The Cloud structure on Auckland's Queens Wharf is likely to become a permanent feature of the waterfront after capturing the heart of one of the city's most influential bureaucrats.
Waterfront Auckland chairman Bob Harvey is leading the charge to keep the $9.8 million temporary structure in Auckland after the Rugby World Cup where it has been the central hub during the tournament.
"All the parties [involved in deciding the Cloud's future] are sitting around saying, 'How can we make it work?', no one is saying, 'How can we get rid of it?'."
A meeting between the Government, Waterfront Auckland and Auckland Council had been planned for next week to discuss possible uses for the 180m building, which Harvey said were "unlimited".
"We are all going to sit down and work out what it's going to cost to keep it and what we're going to do with it if we keep it."
He said sending the structure to earthquake-stricken Christchurch had been suggested but was impractical.
Harvey said any criticism of the building - some in the media referred to it as "the slug" or "the worm" - had been offset during the Rugby World Cup by glowing public feedback.
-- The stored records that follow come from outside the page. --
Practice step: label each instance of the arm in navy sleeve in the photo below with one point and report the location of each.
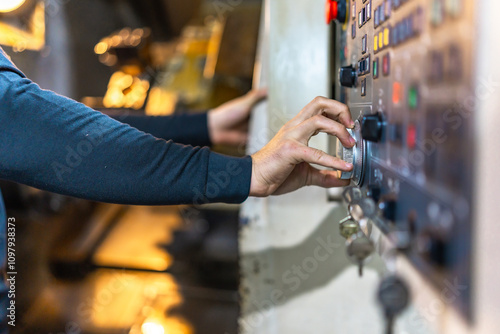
(190, 129)
(53, 143)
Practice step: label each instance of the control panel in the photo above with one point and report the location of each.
(405, 68)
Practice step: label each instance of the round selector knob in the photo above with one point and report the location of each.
(372, 127)
(336, 10)
(354, 155)
(347, 76)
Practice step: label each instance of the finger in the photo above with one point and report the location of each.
(330, 108)
(320, 123)
(318, 157)
(324, 178)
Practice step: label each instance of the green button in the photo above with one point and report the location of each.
(413, 98)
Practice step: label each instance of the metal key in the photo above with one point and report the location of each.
(394, 295)
(348, 227)
(359, 250)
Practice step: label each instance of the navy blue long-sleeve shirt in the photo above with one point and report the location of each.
(56, 144)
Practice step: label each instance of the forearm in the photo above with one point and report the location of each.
(189, 129)
(56, 144)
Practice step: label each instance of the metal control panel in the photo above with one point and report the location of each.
(405, 69)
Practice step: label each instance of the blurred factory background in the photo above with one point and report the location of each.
(279, 264)
(96, 268)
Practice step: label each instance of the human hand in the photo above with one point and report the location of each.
(283, 165)
(228, 123)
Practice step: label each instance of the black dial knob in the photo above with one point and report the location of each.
(371, 127)
(347, 76)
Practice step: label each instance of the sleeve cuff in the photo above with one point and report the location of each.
(228, 178)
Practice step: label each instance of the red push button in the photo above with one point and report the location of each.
(411, 136)
(331, 10)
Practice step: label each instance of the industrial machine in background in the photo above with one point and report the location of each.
(406, 69)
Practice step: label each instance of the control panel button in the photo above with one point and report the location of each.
(336, 10)
(371, 127)
(411, 136)
(396, 92)
(388, 9)
(386, 65)
(387, 36)
(388, 208)
(347, 76)
(413, 97)
(375, 68)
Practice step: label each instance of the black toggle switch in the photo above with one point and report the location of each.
(347, 76)
(371, 127)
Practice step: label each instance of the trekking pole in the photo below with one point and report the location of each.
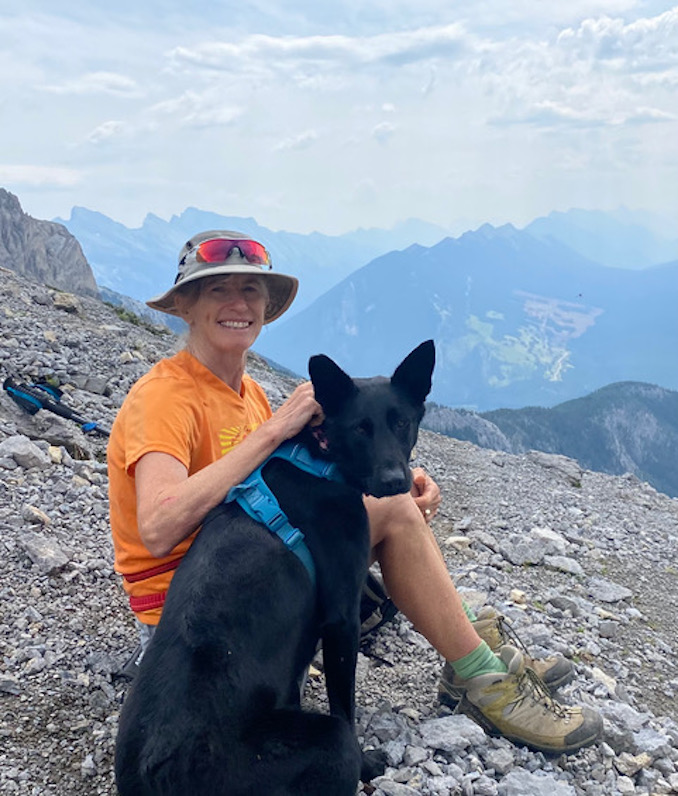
(33, 397)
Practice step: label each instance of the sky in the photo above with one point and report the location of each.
(329, 117)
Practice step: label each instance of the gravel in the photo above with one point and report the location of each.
(582, 563)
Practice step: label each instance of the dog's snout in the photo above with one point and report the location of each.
(393, 480)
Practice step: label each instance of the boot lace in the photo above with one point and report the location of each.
(531, 687)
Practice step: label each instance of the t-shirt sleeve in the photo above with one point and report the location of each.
(160, 418)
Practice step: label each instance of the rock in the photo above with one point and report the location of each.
(24, 452)
(564, 564)
(43, 552)
(520, 782)
(608, 592)
(450, 733)
(566, 468)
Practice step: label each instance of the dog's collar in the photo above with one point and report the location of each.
(254, 496)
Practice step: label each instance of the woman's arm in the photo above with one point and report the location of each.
(171, 504)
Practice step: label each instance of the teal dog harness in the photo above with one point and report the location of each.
(254, 496)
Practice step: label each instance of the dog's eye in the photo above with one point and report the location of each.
(364, 429)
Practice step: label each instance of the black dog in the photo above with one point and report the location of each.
(215, 708)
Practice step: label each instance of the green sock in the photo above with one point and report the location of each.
(468, 610)
(481, 661)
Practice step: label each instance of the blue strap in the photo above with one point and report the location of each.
(255, 497)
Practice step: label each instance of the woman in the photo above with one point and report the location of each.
(168, 467)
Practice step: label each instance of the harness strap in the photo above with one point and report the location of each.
(254, 496)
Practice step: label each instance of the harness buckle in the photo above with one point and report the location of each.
(292, 539)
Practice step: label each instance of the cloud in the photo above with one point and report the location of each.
(97, 83)
(383, 131)
(261, 53)
(645, 44)
(105, 131)
(552, 114)
(603, 73)
(41, 176)
(299, 142)
(193, 109)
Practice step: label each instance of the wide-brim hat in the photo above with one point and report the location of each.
(282, 288)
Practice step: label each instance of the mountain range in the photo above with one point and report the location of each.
(515, 314)
(517, 320)
(627, 427)
(141, 262)
(540, 315)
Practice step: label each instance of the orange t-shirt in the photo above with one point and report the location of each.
(181, 408)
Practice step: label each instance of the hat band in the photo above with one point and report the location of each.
(218, 250)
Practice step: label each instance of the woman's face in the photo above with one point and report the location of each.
(228, 313)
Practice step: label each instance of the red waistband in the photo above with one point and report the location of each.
(168, 566)
(148, 602)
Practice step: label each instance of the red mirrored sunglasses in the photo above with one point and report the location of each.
(219, 250)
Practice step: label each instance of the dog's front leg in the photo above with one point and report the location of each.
(340, 653)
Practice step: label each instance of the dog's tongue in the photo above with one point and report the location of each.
(319, 436)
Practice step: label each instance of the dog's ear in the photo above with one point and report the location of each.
(332, 386)
(413, 375)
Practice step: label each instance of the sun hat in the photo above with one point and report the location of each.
(209, 254)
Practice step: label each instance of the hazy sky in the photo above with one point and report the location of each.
(335, 115)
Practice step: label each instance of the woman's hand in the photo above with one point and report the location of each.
(426, 493)
(299, 410)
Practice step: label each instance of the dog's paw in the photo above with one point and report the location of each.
(374, 764)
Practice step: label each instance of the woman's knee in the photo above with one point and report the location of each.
(391, 516)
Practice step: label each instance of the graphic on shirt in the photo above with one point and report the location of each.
(232, 435)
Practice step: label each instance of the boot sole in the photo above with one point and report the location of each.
(474, 713)
(445, 698)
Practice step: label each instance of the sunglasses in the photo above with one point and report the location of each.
(219, 250)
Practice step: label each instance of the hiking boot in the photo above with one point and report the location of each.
(517, 706)
(495, 630)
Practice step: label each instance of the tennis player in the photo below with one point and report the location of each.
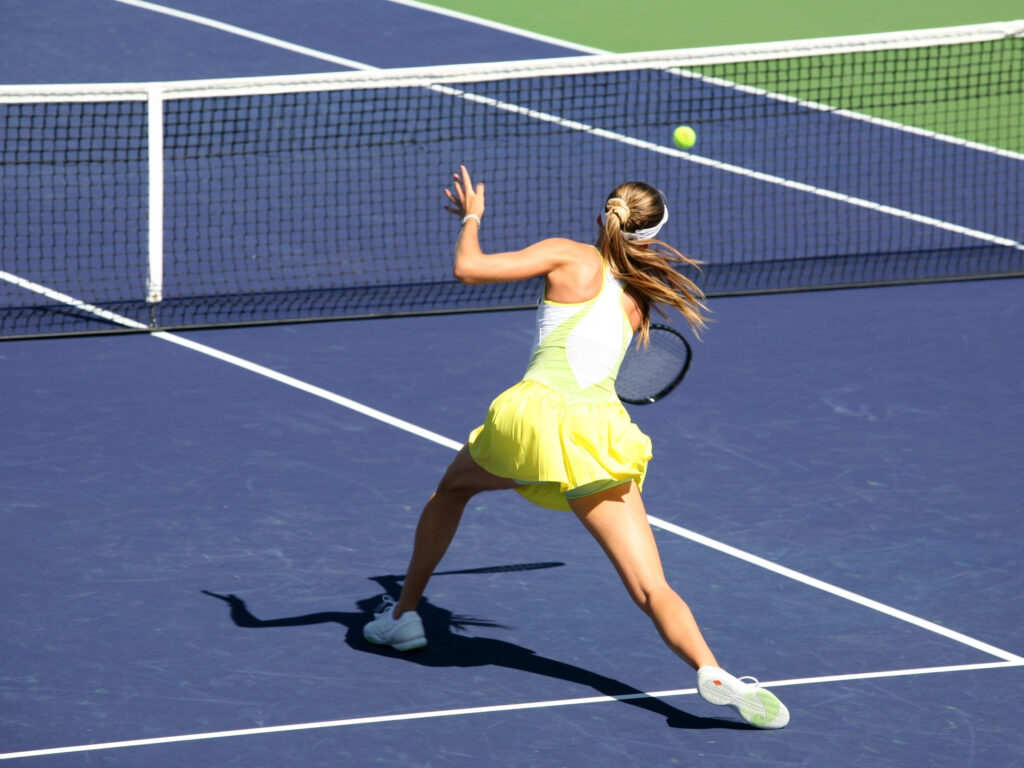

"There was this idea that it was going to be a swill, a circus, just a booze bar, but it hasn't been like that at all," he said.
"People have been so well behaved and still had fun there, which I think shows how much we've grown up as a nation."
Auckland Mayor Len Brown said the Cloud had been a great success during the World Cup but he did not wish to comment until formal discussions had taken place.
"Even though it's supposedly a temporary structure, it's not as though it's built of completely impermanent material. It could stay there for a long time if that's what the decision is, but we haven't really turned our minds to that at this point."
Brown said no viable alternative uses for the Cloud had been put forward.
The Cloud could accommodate up to 6000 people and was expected to be packed when the All Blacks take on the Wallabies for their semifinal at Eden Park tonight.